Algunos piensan que la política es una especie de infierno que nunca termina. La gente normal y corriente siente que los políticos son unos bichos horrorosos, sinvergüenzas por diseño, que tienen el alma podrida. Si alguno es bueno, entonces es visto como un gafo debilucho que tarde o temprano se corromperá. Con semejante evaluación, los papás decentes de los muchachos hicieron todo lo posible para alejar a sus hijos de la política. Así, los padres (buenos), quizás sin entender su enorme error, dejaron libre el espacio de la política para que fuera colonizado por gente mala y sin escrúpulos que ocuparon el poder y en pocos años destruyeron a Venezuela.
En el mejor de los casos, la política es vista como un mal necesario, como un defecto social con el que hay que cargar. Un político es culpable hasta que pruebe lo contrario. Y si ha tenido educación de alto nivel, si ha estudiado mucho y tiene títulos académicos, pues se dice que es peligroso. Que más tarde o más temprano se ensuciará.

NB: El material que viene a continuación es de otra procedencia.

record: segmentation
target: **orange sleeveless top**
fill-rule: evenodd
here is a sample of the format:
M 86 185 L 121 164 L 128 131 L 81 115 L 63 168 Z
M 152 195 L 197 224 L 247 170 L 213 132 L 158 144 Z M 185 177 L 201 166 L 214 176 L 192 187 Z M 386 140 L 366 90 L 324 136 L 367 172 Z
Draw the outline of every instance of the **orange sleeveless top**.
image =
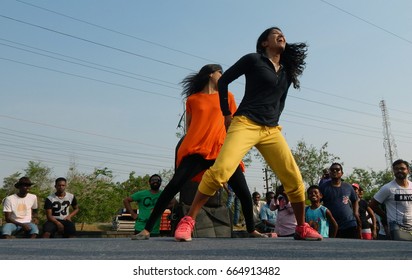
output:
M 236 111 L 236 102 L 229 92 L 229 109 Z M 226 137 L 224 117 L 220 110 L 219 94 L 195 93 L 186 100 L 186 114 L 191 122 L 177 152 L 176 164 L 185 156 L 199 154 L 205 159 L 216 159 Z

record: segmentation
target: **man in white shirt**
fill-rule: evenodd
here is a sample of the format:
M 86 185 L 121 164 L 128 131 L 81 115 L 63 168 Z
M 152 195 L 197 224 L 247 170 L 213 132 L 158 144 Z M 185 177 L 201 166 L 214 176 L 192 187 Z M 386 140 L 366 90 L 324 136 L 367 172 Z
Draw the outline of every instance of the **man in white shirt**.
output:
M 252 194 L 252 200 L 253 200 L 253 222 L 255 223 L 255 228 L 259 232 L 264 232 L 265 225 L 262 223 L 262 220 L 260 219 L 260 209 L 262 208 L 263 205 L 265 205 L 265 202 L 260 200 L 260 194 L 258 192 L 254 192 Z
M 3 202 L 6 224 L 3 225 L 2 238 L 9 239 L 13 234 L 24 231 L 30 238 L 39 234 L 37 227 L 37 196 L 29 193 L 33 183 L 28 177 L 21 177 L 14 185 L 19 191 L 7 196 Z
M 390 239 L 412 241 L 412 182 L 409 163 L 396 160 L 392 164 L 395 179 L 384 185 L 372 198 L 369 206 L 389 228 Z M 385 205 L 385 211 L 381 208 Z

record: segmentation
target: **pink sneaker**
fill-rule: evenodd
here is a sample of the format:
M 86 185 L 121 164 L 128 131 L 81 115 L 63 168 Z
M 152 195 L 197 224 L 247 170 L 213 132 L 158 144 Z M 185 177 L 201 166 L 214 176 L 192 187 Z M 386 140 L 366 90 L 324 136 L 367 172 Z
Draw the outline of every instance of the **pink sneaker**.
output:
M 323 237 L 317 230 L 313 229 L 308 223 L 303 226 L 297 226 L 295 230 L 294 238 L 296 240 L 322 240 Z
M 176 241 L 192 241 L 192 232 L 195 226 L 195 220 L 190 216 L 184 216 L 175 231 Z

Cuando las élites abandonan el Estado y las funciones de gobierno, los mediocres invaden esos espacios. La consecuencia es una sociedad manejada por individuos de discutible moralidad. Unos personajes así, incluso si acudieron a centros de estudios de alto nivel y obtuvieron rutilantes títulos académicos, serán mediocres en el ejercicio del poder. Y destruirán.
Elite no es un término que se limita al asunto del dinero. Élite significa ser mejor que el promedio. Pero las élites venezolanas perdieron su posición de responsable liderazgo sea porque voluntariamente renunciaron a ella, o porque fueron derrotadas por los mediocres o, quizás, porque irresponsablemente sin dar la pelea se dieron por vencidas.
Las élites son indispensables. Sin ellas, la sociedad se vuelve una masa amorfa, descolorida, sin peso específico. Un protoplasma viscoso.
Las élites responsables y decentes marcan rumbos y, además, son como los semáforos en el devenir de la sociedad. Si las élites se desconectan, si el semáforo se apaga, lo inmoral encuentra vía libre. Y eso se nota incluso en pequeños pero poderosos asuntos. El día que el hampón de nombre Diego Salazar entró como socio miembro del club más importante de Caracas y los otros socios miembros lo permitieron, algo se rompió en mil pedazos. El mozo que le sirvió el whisky pensó en ese momento que entre ese club y cualquier antro de mala muerte no había ninguna diferencia. El mozo vio la mancha de la inmoralidad que los socios no vieron o, peor, no quisieron ver. El mozo tenía razón.
Hace algunos años, en un taller sobre liderazgo, un joven me preguntó cómo definía yo el poder de las élites. Yo no tenía en ese momento la respuesta a esa pregunta, pero como venía el receso para tomar un café, le dije que me diera unos minutos para pensar.
De regreso le dije: “te lo digo en palabras sencillas; élite es aquel que entiende que su poder es para creer que es posible creer. Y con eso transformar lo que hay que transformar, acabar con lo que hay que acabar y construir lo nuevo que hay que construir”. Sigo pensando que es así.